От автора. Любые совпадения имен, фамилий, размером носов, диагнозов, взглядов на жизнь и, в частности, на дам  случайны. Зай гезунд!

Клей дам* – (иврит) – кровеносные сосуды
Миршам** – (иврит) – рецепт 
Бобочка*** – мужская одежда
Адам**** – (иврит) – мужчина, человек
Зай гезунд***** – (идиш) – на здоровье, будьте здоровы


Коржики времен одесской холеры

Окаунд в вейзмире

Каждый вторник ровно в половине второго ночи телефон Лёлика Шнобель-Вайнера издает соловьиную трель.

– Алло, Жанна! Ты меня слышишь?

– Слышу. Слышу! – отвечает Лёлик. – Только я не Жанна.

– Чудненько, Жанна, чудненько! Так ты меня хорошо слышишь? – старческий женский голос бьётся-колотится одиночеством, желающим прильнуть к спасительной жилетке бестолкового ближнего.

Отключаться – бесполезно. Выяснять, кто звонит, тоже. Однажды Лёлик попробовал это сделать. Узнал много интересного и понял, что раз в неделю побыть Жанной не так уж и страшно.

– Ты давно меня не лайкала, Жанна. Мама здорова?

– Папа? Не совсем, – докладывает Лёлик. – Позавчера его давление было 265 на 220. Потом оно стало 159 на 88, пульс 73… С таким давлением умирают, но разве старая гвардия сдаётся?

– Чудненько. Значит, мамино давление в норме. Можно лететь в космос. А как ты сама, Жанна?

– Я-то? Ну… – по мере сил шестидесятилетний Лёлик участвует в беседе.  – В данный момент моё давление – 102 на 56, пульс – 97…

– Достала ты меня своим давлением, Жанна, – ворчит одиночество. – Я своих друзей при любом давлении лайкаю, но раз ты такая больная, выздоравливай и приходи лайкать меня. В этот… как там его… вейзмир. Запишись в вейзмирную группу «Вопрос прямо в нос» и лечи горло, Жанна. Вечно ты охрипшая.

– И всё-таки я не Жанна… – безуспешно возражает Лёлик.

– Не морочь мне голову, Жанна. У меня в контактах написано – племянница Жанна из Омэрики. Хоть застрелись, ты будешь проявлять ко мне внимание, которое, я надеюсь, заслуживаю. Что-что? Говоришь, поставила мне лайк? Где? Не вижу его. Измени настройки, чтобы поделиться и не забудь на стену повесить.

– Ладно. Повешу.

– Чудненько. Надеюсь на это. Вечно ты всё забываешь. У тебя ран… раненый… ранний склероз. А мой склероз в полном порядке. Жанна, я тебе говорила, что когда была холера в Одессе, я нашла рецепт творожных коржиков?

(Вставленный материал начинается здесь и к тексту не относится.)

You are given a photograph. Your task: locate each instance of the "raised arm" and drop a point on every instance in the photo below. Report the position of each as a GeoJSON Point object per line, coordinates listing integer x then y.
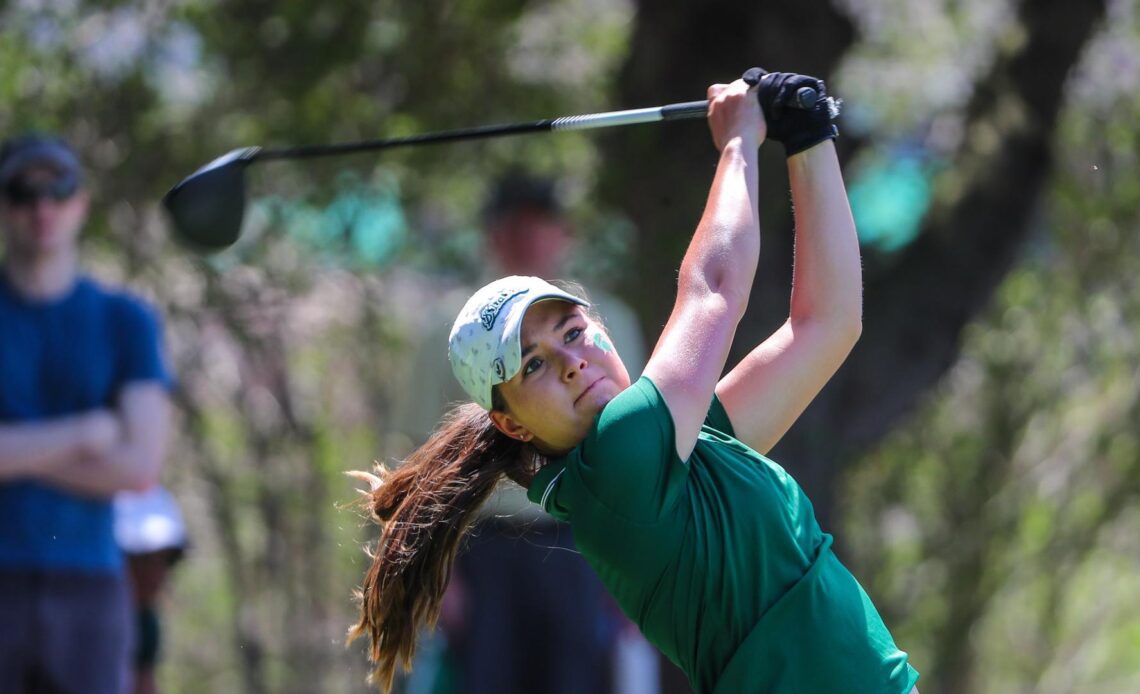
{"type": "Point", "coordinates": [717, 271]}
{"type": "Point", "coordinates": [772, 385]}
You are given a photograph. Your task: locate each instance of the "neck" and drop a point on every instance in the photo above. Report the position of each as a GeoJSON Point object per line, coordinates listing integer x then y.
{"type": "Point", "coordinates": [41, 278]}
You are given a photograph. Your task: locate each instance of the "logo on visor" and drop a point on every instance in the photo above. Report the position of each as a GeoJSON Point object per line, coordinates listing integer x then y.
{"type": "Point", "coordinates": [489, 313]}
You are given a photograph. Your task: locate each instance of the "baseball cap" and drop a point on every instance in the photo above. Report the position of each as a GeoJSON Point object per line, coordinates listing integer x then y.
{"type": "Point", "coordinates": [24, 150]}
{"type": "Point", "coordinates": [485, 347]}
{"type": "Point", "coordinates": [148, 521]}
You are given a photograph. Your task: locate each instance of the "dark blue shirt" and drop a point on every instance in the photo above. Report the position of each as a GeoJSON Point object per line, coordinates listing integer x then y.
{"type": "Point", "coordinates": [58, 358]}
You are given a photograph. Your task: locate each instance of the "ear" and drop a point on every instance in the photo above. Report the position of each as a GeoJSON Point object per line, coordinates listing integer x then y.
{"type": "Point", "coordinates": [510, 426]}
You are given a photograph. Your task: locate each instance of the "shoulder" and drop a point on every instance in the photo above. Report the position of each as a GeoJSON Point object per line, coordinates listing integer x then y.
{"type": "Point", "coordinates": [122, 305]}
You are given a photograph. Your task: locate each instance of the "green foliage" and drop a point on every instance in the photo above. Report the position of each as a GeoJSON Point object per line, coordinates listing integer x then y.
{"type": "Point", "coordinates": [999, 525]}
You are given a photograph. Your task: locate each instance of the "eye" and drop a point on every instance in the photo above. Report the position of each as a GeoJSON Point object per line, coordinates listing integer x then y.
{"type": "Point", "coordinates": [531, 366]}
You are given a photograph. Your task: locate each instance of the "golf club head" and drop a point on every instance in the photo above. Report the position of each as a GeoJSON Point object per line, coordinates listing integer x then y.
{"type": "Point", "coordinates": [206, 207]}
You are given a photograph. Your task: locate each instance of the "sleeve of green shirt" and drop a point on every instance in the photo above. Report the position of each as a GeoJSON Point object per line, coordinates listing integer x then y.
{"type": "Point", "coordinates": [629, 462]}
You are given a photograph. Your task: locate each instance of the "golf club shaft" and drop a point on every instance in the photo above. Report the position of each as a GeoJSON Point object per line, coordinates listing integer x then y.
{"type": "Point", "coordinates": [669, 112]}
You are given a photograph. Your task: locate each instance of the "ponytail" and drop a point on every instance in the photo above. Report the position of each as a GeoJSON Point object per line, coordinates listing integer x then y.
{"type": "Point", "coordinates": [424, 507]}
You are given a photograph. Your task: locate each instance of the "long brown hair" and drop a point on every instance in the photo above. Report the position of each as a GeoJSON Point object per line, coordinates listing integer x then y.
{"type": "Point", "coordinates": [423, 507]}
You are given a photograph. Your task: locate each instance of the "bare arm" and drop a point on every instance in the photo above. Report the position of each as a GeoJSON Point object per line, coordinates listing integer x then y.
{"type": "Point", "coordinates": [771, 386]}
{"type": "Point", "coordinates": [717, 271]}
{"type": "Point", "coordinates": [135, 460]}
{"type": "Point", "coordinates": [27, 448]}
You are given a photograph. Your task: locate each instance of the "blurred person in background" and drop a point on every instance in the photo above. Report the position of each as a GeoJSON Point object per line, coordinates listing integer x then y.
{"type": "Point", "coordinates": [523, 612]}
{"type": "Point", "coordinates": [151, 531]}
{"type": "Point", "coordinates": [83, 415]}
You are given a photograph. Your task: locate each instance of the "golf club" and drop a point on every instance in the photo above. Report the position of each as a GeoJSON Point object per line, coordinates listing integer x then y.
{"type": "Point", "coordinates": [206, 207]}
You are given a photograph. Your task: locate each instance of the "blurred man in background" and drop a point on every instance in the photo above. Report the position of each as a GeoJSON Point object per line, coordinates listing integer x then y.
{"type": "Point", "coordinates": [83, 415]}
{"type": "Point", "coordinates": [524, 612]}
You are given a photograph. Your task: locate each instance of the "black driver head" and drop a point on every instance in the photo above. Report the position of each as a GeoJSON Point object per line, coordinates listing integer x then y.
{"type": "Point", "coordinates": [206, 207]}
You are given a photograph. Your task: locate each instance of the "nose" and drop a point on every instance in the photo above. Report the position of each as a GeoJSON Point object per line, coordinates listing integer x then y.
{"type": "Point", "coordinates": [572, 365]}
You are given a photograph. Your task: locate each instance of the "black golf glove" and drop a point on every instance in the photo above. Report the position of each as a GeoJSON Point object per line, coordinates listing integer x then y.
{"type": "Point", "coordinates": [797, 108]}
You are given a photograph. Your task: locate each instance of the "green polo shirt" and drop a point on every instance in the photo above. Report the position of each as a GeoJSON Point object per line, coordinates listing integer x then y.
{"type": "Point", "coordinates": [717, 558]}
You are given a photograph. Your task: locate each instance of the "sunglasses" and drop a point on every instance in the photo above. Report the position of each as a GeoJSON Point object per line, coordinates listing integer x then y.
{"type": "Point", "coordinates": [22, 193]}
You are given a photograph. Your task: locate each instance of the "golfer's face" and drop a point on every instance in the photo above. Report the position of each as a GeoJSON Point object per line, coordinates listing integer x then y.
{"type": "Point", "coordinates": [570, 372]}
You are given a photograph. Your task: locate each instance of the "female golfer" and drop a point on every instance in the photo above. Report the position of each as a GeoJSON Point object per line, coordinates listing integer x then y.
{"type": "Point", "coordinates": [708, 546]}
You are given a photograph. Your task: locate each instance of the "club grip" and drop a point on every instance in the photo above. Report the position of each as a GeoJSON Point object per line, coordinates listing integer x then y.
{"type": "Point", "coordinates": [687, 109]}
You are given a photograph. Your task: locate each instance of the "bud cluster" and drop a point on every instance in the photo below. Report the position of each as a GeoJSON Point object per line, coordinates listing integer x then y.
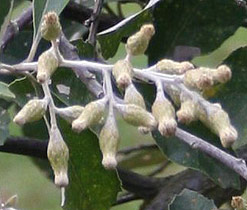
{"type": "Point", "coordinates": [183, 90]}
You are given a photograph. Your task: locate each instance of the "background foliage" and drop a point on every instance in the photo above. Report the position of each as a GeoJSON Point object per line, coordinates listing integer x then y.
{"type": "Point", "coordinates": [209, 33]}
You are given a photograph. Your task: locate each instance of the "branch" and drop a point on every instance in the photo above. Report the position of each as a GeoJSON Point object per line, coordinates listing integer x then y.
{"type": "Point", "coordinates": [25, 146]}
{"type": "Point", "coordinates": [129, 150]}
{"type": "Point", "coordinates": [236, 164]}
{"type": "Point", "coordinates": [126, 198]}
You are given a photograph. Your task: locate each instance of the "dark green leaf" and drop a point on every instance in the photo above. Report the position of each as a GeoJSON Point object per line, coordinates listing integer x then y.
{"type": "Point", "coordinates": [23, 90]}
{"type": "Point", "coordinates": [181, 153]}
{"type": "Point", "coordinates": [68, 88]}
{"type": "Point", "coordinates": [5, 15]}
{"type": "Point", "coordinates": [190, 200]}
{"type": "Point", "coordinates": [91, 186]}
{"type": "Point", "coordinates": [4, 125]}
{"type": "Point", "coordinates": [215, 58]}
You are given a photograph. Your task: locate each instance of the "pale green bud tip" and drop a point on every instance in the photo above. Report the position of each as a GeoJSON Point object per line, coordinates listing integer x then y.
{"type": "Point", "coordinates": [148, 30]}
{"type": "Point", "coordinates": [79, 125]}
{"type": "Point", "coordinates": [91, 115]}
{"type": "Point", "coordinates": [167, 127]}
{"type": "Point", "coordinates": [143, 130]}
{"type": "Point", "coordinates": [109, 141]}
{"type": "Point", "coordinates": [47, 64]}
{"type": "Point", "coordinates": [185, 116]}
{"type": "Point", "coordinates": [238, 203]}
{"type": "Point", "coordinates": [132, 96]}
{"type": "Point", "coordinates": [109, 162]}
{"type": "Point", "coordinates": [34, 110]}
{"type": "Point", "coordinates": [61, 179]}
{"type": "Point", "coordinates": [171, 67]}
{"type": "Point", "coordinates": [137, 116]}
{"type": "Point", "coordinates": [58, 155]}
{"type": "Point", "coordinates": [224, 73]}
{"type": "Point", "coordinates": [123, 73]}
{"type": "Point", "coordinates": [70, 113]}
{"type": "Point", "coordinates": [50, 27]}
{"type": "Point", "coordinates": [228, 136]}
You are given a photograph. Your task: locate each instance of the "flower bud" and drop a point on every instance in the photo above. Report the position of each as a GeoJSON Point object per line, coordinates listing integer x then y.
{"type": "Point", "coordinates": [200, 78]}
{"type": "Point", "coordinates": [109, 140]}
{"type": "Point", "coordinates": [91, 115]}
{"type": "Point", "coordinates": [33, 111]}
{"type": "Point", "coordinates": [218, 121]}
{"type": "Point", "coordinates": [132, 96]}
{"type": "Point", "coordinates": [47, 64]}
{"type": "Point", "coordinates": [187, 112]}
{"type": "Point", "coordinates": [223, 74]}
{"type": "Point", "coordinates": [143, 130]}
{"type": "Point", "coordinates": [138, 43]}
{"type": "Point", "coordinates": [137, 116]}
{"type": "Point", "coordinates": [171, 67]}
{"type": "Point", "coordinates": [70, 113]}
{"type": "Point", "coordinates": [58, 155]}
{"type": "Point", "coordinates": [123, 73]}
{"type": "Point", "coordinates": [164, 113]}
{"type": "Point", "coordinates": [50, 26]}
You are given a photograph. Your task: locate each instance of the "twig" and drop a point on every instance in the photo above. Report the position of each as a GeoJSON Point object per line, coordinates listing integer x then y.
{"type": "Point", "coordinates": [241, 3]}
{"type": "Point", "coordinates": [236, 164]}
{"type": "Point", "coordinates": [129, 150]}
{"type": "Point", "coordinates": [94, 19]}
{"type": "Point", "coordinates": [69, 52]}
{"type": "Point", "coordinates": [126, 198]}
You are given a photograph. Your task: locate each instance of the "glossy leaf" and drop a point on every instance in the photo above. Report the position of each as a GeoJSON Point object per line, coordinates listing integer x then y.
{"type": "Point", "coordinates": [4, 125]}
{"type": "Point", "coordinates": [190, 200]}
{"type": "Point", "coordinates": [181, 153]}
{"type": "Point", "coordinates": [69, 89]}
{"type": "Point", "coordinates": [23, 90]}
{"type": "Point", "coordinates": [5, 15]}
{"type": "Point", "coordinates": [91, 186]}
{"type": "Point", "coordinates": [215, 58]}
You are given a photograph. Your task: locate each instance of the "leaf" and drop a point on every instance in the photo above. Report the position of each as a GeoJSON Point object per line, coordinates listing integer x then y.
{"type": "Point", "coordinates": [41, 7]}
{"type": "Point", "coordinates": [181, 153]}
{"type": "Point", "coordinates": [23, 90]}
{"type": "Point", "coordinates": [190, 200]}
{"type": "Point", "coordinates": [5, 15]}
{"type": "Point", "coordinates": [5, 92]}
{"type": "Point", "coordinates": [4, 125]}
{"type": "Point", "coordinates": [194, 23]}
{"type": "Point", "coordinates": [233, 95]}
{"type": "Point", "coordinates": [91, 186]}
{"type": "Point", "coordinates": [69, 89]}
{"type": "Point", "coordinates": [233, 53]}
{"type": "Point", "coordinates": [215, 58]}
{"type": "Point", "coordinates": [111, 38]}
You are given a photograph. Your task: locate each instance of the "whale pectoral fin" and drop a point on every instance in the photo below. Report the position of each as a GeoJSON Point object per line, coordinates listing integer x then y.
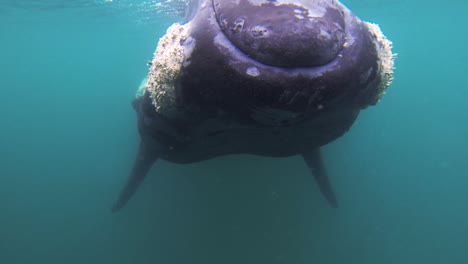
{"type": "Point", "coordinates": [314, 161]}
{"type": "Point", "coordinates": [143, 162]}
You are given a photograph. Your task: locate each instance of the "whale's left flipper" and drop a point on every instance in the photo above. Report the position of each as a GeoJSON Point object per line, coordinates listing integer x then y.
{"type": "Point", "coordinates": [314, 161]}
{"type": "Point", "coordinates": [144, 160]}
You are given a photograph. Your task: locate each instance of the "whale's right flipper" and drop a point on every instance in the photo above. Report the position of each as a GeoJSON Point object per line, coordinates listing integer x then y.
{"type": "Point", "coordinates": [314, 161]}
{"type": "Point", "coordinates": [143, 162]}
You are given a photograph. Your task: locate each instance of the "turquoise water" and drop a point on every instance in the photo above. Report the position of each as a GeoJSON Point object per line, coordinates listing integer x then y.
{"type": "Point", "coordinates": [68, 72]}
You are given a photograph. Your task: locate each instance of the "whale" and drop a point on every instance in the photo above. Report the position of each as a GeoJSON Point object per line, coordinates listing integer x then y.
{"type": "Point", "coordinates": [275, 78]}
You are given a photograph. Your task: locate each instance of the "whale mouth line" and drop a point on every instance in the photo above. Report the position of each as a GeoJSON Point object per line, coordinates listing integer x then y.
{"type": "Point", "coordinates": [285, 35]}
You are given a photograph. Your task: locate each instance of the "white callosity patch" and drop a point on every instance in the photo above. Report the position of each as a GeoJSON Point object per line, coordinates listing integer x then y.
{"type": "Point", "coordinates": [315, 8]}
{"type": "Point", "coordinates": [253, 71]}
{"type": "Point", "coordinates": [173, 52]}
{"type": "Point", "coordinates": [386, 58]}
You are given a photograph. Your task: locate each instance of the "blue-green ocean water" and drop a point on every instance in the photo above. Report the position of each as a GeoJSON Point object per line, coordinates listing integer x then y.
{"type": "Point", "coordinates": [68, 72]}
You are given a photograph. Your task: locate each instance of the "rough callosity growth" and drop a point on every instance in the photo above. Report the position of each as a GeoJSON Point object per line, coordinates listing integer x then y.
{"type": "Point", "coordinates": [386, 60]}
{"type": "Point", "coordinates": [166, 66]}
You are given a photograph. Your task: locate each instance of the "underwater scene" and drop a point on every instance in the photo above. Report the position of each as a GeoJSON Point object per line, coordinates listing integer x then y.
{"type": "Point", "coordinates": [90, 105]}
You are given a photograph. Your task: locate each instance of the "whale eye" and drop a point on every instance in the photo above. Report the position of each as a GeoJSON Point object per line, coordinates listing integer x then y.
{"type": "Point", "coordinates": [288, 33]}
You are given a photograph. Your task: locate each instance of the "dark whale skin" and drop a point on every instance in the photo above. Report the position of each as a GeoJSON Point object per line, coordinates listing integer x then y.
{"type": "Point", "coordinates": [262, 78]}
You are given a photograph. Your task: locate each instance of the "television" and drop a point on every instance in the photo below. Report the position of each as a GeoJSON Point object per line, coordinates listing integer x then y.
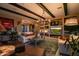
{"type": "Point", "coordinates": [55, 30]}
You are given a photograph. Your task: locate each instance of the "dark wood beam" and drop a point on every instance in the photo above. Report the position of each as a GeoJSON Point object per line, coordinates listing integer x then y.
{"type": "Point", "coordinates": [44, 8]}
{"type": "Point", "coordinates": [25, 9]}
{"type": "Point", "coordinates": [1, 8]}
{"type": "Point", "coordinates": [65, 9]}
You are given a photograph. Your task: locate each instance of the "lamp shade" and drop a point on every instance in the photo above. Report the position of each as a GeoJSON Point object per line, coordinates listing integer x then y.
{"type": "Point", "coordinates": [71, 22]}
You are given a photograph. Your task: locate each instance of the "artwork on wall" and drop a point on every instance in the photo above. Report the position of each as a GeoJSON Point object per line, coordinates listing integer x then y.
{"type": "Point", "coordinates": [7, 23]}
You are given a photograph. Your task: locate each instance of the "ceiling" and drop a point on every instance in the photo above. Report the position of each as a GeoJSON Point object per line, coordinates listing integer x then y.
{"type": "Point", "coordinates": [38, 11]}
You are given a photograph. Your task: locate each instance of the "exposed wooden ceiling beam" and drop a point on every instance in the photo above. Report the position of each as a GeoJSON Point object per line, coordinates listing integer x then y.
{"type": "Point", "coordinates": [44, 8]}
{"type": "Point", "coordinates": [25, 9]}
{"type": "Point", "coordinates": [1, 8]}
{"type": "Point", "coordinates": [65, 9]}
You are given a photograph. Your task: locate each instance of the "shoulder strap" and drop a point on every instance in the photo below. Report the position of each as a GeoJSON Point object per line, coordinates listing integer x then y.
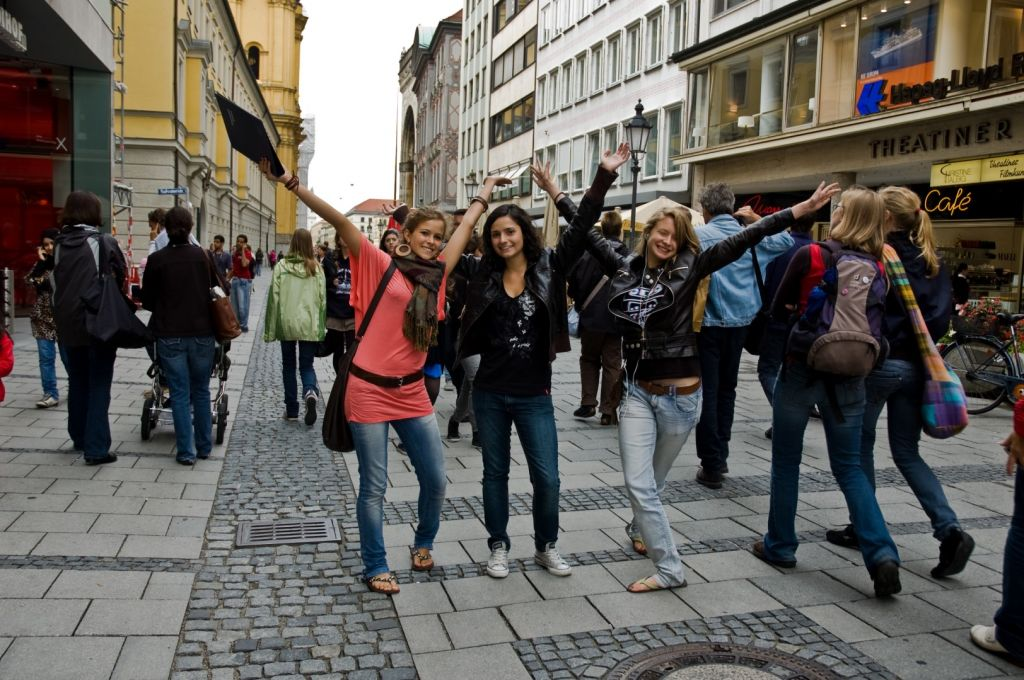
{"type": "Point", "coordinates": [377, 298]}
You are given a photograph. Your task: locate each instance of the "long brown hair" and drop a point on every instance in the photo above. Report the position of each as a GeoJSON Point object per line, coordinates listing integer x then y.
{"type": "Point", "coordinates": [861, 226]}
{"type": "Point", "coordinates": [904, 207]}
{"type": "Point", "coordinates": [302, 246]}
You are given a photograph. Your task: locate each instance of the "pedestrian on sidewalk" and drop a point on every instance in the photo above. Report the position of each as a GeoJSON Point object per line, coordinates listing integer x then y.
{"type": "Point", "coordinates": [242, 280]}
{"type": "Point", "coordinates": [90, 364]}
{"type": "Point", "coordinates": [1007, 636]}
{"type": "Point", "coordinates": [41, 316]}
{"type": "Point", "coordinates": [858, 227]}
{"type": "Point", "coordinates": [733, 301]}
{"type": "Point", "coordinates": [600, 344]}
{"type": "Point", "coordinates": [385, 384]}
{"type": "Point", "coordinates": [176, 289]}
{"type": "Point", "coordinates": [340, 315]}
{"type": "Point", "coordinates": [296, 313]}
{"type": "Point", "coordinates": [515, 320]}
{"type": "Point", "coordinates": [897, 384]}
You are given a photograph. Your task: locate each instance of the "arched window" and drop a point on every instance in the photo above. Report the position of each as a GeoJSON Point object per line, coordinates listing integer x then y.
{"type": "Point", "coordinates": [253, 55]}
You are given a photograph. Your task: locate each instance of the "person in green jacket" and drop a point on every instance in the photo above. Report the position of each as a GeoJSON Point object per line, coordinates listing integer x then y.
{"type": "Point", "coordinates": [296, 313]}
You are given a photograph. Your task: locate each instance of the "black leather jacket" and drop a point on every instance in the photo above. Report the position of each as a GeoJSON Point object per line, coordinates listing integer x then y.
{"type": "Point", "coordinates": [668, 332]}
{"type": "Point", "coordinates": [545, 278]}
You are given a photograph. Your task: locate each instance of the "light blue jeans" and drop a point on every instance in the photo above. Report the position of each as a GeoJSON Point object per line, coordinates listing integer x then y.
{"type": "Point", "coordinates": [423, 445]}
{"type": "Point", "coordinates": [651, 432]}
{"type": "Point", "coordinates": [241, 291]}
{"type": "Point", "coordinates": [187, 363]}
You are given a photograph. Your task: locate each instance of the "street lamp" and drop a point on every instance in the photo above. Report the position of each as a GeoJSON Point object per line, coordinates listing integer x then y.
{"type": "Point", "coordinates": [637, 131]}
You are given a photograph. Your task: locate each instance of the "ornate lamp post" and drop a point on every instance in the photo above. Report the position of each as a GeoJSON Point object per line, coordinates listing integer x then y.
{"type": "Point", "coordinates": [637, 131]}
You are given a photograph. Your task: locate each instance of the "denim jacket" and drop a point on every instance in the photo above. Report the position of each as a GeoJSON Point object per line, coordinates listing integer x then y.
{"type": "Point", "coordinates": [733, 299]}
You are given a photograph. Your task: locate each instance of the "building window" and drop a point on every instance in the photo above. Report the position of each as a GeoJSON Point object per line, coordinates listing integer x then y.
{"type": "Point", "coordinates": [614, 59]}
{"type": "Point", "coordinates": [596, 68]}
{"type": "Point", "coordinates": [581, 76]}
{"type": "Point", "coordinates": [722, 6]}
{"type": "Point", "coordinates": [748, 97]}
{"type": "Point", "coordinates": [513, 121]}
{"type": "Point", "coordinates": [674, 123]}
{"type": "Point", "coordinates": [803, 78]}
{"type": "Point", "coordinates": [677, 27]}
{"type": "Point", "coordinates": [650, 157]}
{"type": "Point", "coordinates": [697, 123]}
{"type": "Point", "coordinates": [633, 49]}
{"type": "Point", "coordinates": [654, 38]}
{"type": "Point", "coordinates": [514, 59]}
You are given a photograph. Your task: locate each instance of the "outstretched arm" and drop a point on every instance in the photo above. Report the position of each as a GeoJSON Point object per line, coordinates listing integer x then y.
{"type": "Point", "coordinates": [349, 232]}
{"type": "Point", "coordinates": [457, 244]}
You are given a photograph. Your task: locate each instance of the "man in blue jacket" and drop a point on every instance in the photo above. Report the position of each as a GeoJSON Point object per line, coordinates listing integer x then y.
{"type": "Point", "coordinates": [733, 300]}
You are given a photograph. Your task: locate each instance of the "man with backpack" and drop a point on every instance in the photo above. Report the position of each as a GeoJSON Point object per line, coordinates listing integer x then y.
{"type": "Point", "coordinates": [837, 291]}
{"type": "Point", "coordinates": [732, 303]}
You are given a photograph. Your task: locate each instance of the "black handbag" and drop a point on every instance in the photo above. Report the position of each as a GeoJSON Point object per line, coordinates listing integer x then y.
{"type": "Point", "coordinates": [110, 316]}
{"type": "Point", "coordinates": [337, 433]}
{"type": "Point", "coordinates": [756, 330]}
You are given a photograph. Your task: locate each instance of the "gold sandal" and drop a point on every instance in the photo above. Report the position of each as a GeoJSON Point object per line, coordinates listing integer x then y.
{"type": "Point", "coordinates": [422, 560]}
{"type": "Point", "coordinates": [385, 584]}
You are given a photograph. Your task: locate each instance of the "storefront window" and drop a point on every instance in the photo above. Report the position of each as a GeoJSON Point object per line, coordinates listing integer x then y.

Ещё с того времени у меня где-то лежит – не знаю, где… И вдруг я нахожу мои творожные коржики в группе «Вопрос прямо в нос». Хочешь посылку?

– Хочу ли я посылку с коржиками времён одесской холеры? – уныло вопрошает Лёлик и думает: «Кто в здравом уме может хотеть коржики времён одесской холеры?» 

– Ты в своём репертуаре, Жанна! – возмущается одиночество. – Одесская холера давно закончилась – и чудненько. Хочешь посылку на рецепт, Жанна?

– Хочу! – учитывая  опыт боевого прошлого, поддакивает Лёлик. – И что в ту ссылку кладут?

– Не кладут, а ложут. Всё, как обычно, Жанна. Тесто, как обычно. Мука, сахар, соль, как обычно. Но не прижмякивай! Тогда они красивые получатся и хорошие. А тот, у кого две руки криволевые, всё равно будет прижмякивать и всё перепортит.

– Чудненько! Постараюсь не жмякать! – у Лёлика – уникальное терпение к людям золотого возраста. – Мне тоже надо творог израсходовать…

– В последнее время ты совсем странная, Жанна. Сразу видно, что не в группе «Вопрос прямо в нос».  Ты же не лайкала историю с тестом?

– С тестом… на коржики?

– Не тесто. Тест! На беременность! Там две полоски – и обе в интересном положении!

– У кого беременность? – пугается Лёлик. – Я её знаю? Ту, что... это самое…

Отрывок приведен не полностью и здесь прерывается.